By: Staff Writer
July 11, 2023
The Nicaraguan government has stepped up its assault against the Catholic Church, doubling down on its incarceration of Bishop Rolando José Álvarez Lagos by now cancelling the legal personhood and confiscating the assets of the Sisters of the Fraternity of the Poor Ones of Jesus Christ.
The Daniel Ortega administration is in an all-out war against the Catholic Church in Nicaragua and is stopping at no ends to ensure key religious figures are made to yield to his will.
Patricia Molina, a Nicaraguan lawyer and researcher, who authored the report “Nicaragua: a Persecuted Church?”, which details over 500 attacks against the Church by the regime, gave full account of the Sisters’s run in with the law on her Twitter account.
These attacks come just hours after Bishop Rolando José Álvarez Lagos was released from incarceration, but then arrested again in a strange turn around by the Ortega government.
Bishop Alvarez was sent back to prison last week Wednesday after negotiations between the Nicaraguan bishops and the government of Daniel Ortega broke down, Nicaraguan news sources reported.

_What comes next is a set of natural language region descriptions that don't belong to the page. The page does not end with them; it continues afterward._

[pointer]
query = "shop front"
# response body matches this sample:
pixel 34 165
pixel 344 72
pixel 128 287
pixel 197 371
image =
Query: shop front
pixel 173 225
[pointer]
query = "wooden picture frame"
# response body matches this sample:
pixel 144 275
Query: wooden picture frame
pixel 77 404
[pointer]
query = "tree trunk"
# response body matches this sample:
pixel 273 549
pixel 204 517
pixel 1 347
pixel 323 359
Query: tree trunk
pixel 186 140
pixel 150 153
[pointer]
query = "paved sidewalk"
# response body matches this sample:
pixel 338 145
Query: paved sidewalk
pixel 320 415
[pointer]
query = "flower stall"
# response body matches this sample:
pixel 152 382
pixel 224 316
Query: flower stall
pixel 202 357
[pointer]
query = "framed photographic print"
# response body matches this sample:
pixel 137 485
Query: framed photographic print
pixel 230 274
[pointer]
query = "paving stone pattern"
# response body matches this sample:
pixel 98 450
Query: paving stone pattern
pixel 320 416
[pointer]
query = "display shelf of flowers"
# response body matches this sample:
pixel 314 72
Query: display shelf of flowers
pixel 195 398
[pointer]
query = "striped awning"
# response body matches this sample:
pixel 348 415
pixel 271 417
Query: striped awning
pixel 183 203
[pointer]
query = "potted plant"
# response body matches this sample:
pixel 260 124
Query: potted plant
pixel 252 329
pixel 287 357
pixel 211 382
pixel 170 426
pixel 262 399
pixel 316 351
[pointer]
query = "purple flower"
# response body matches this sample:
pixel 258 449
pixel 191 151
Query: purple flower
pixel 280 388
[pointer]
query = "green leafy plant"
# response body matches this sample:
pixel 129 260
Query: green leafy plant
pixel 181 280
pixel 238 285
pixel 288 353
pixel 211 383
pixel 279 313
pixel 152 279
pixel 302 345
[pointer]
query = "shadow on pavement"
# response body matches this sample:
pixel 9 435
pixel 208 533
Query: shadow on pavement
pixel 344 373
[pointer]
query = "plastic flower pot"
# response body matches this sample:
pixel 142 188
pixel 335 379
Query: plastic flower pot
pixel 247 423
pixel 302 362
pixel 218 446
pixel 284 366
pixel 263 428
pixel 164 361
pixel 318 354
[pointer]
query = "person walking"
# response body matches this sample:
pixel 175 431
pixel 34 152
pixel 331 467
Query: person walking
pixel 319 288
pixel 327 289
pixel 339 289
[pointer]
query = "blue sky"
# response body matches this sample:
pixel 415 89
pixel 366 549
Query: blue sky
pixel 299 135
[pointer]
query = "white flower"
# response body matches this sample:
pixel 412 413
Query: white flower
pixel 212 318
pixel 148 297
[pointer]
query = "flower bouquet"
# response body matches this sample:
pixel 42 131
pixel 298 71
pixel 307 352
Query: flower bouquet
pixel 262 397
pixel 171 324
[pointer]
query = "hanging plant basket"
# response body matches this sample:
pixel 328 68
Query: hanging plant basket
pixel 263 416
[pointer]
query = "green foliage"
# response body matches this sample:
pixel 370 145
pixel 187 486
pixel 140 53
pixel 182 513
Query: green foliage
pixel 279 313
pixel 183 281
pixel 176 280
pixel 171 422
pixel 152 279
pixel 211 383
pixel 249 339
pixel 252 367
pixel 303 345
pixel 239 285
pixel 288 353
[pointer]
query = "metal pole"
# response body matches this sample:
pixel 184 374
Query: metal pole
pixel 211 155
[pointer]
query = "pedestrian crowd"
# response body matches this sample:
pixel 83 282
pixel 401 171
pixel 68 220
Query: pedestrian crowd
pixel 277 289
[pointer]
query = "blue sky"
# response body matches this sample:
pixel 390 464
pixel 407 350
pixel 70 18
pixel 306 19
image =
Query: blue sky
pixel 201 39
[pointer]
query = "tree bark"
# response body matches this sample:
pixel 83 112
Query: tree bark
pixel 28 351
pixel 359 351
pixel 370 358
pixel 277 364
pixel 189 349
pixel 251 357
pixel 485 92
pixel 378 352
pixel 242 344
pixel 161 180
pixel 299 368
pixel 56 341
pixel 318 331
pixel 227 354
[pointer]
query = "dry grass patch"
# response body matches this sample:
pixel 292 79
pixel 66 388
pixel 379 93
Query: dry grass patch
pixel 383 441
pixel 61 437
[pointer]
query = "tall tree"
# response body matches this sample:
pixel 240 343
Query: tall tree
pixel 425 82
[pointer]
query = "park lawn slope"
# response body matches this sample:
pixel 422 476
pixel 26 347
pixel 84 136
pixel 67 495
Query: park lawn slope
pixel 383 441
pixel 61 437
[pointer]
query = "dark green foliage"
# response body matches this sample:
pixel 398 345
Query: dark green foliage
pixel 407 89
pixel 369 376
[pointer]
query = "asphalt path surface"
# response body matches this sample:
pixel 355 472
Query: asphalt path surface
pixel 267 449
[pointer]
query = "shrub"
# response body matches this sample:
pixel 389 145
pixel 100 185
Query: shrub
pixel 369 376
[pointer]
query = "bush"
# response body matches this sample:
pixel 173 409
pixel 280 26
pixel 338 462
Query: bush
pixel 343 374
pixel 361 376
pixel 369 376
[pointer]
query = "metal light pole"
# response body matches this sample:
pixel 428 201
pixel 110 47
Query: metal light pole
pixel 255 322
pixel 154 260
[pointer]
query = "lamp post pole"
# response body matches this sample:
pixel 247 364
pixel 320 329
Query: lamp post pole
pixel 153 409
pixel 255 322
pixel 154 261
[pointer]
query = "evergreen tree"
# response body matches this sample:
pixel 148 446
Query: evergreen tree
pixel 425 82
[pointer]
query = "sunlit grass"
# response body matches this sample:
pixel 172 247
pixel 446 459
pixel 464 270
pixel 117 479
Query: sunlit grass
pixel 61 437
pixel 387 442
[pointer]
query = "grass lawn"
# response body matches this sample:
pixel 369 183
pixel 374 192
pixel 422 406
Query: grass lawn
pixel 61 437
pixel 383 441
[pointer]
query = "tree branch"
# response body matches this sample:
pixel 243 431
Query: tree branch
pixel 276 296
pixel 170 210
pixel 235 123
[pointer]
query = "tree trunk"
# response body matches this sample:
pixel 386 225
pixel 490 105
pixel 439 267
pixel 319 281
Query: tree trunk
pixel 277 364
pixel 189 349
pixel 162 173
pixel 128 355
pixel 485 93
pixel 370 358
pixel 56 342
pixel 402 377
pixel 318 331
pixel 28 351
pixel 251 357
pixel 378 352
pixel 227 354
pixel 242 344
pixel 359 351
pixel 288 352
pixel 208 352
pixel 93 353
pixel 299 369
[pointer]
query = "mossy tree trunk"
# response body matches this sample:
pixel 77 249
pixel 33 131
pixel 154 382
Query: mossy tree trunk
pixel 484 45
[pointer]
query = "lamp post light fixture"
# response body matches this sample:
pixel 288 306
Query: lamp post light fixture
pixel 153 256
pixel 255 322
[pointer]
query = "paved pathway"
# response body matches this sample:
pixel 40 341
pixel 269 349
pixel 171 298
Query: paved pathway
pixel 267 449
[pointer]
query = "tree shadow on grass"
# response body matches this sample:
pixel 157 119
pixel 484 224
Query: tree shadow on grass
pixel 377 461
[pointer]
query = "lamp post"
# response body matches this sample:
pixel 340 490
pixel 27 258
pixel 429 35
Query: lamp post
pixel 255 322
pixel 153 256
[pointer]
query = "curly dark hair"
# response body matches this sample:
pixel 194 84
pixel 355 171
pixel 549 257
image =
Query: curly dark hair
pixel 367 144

According to ACI Prensa, CNA’s Spanish-language news partner, Álvarez, bishop of the Diocese of Matagalpa in Managua, was released on Monday but returned to custody Wednesday, July 5, after he refused to comply with the Ortega regime’s demand that he go into exile.
Following reports from Nicaraguan media and human rights activists that he was released from “Modelo Prison” on Monday night, Álvarez, an outspoken critic of the communist Ortega dictatorship, has been returned to captivity.
Since his Monday release, Álvarez has been sheltered at the headquarters of the Nicaraguan Bishops’ Conference (Conferencia Episcopal de Nicaragua, CEN) in the nation’s capital city Managua, according to Reuters.
The Catholic News Agency reported that the Inter-American Court of Human Rights (IACHR) has demanded that the Nicaraguan government “immediately proceed to release” Alvarez, whom the regime in February sentenced to 26 years and four months in prison for being “a traitor to the homeland.”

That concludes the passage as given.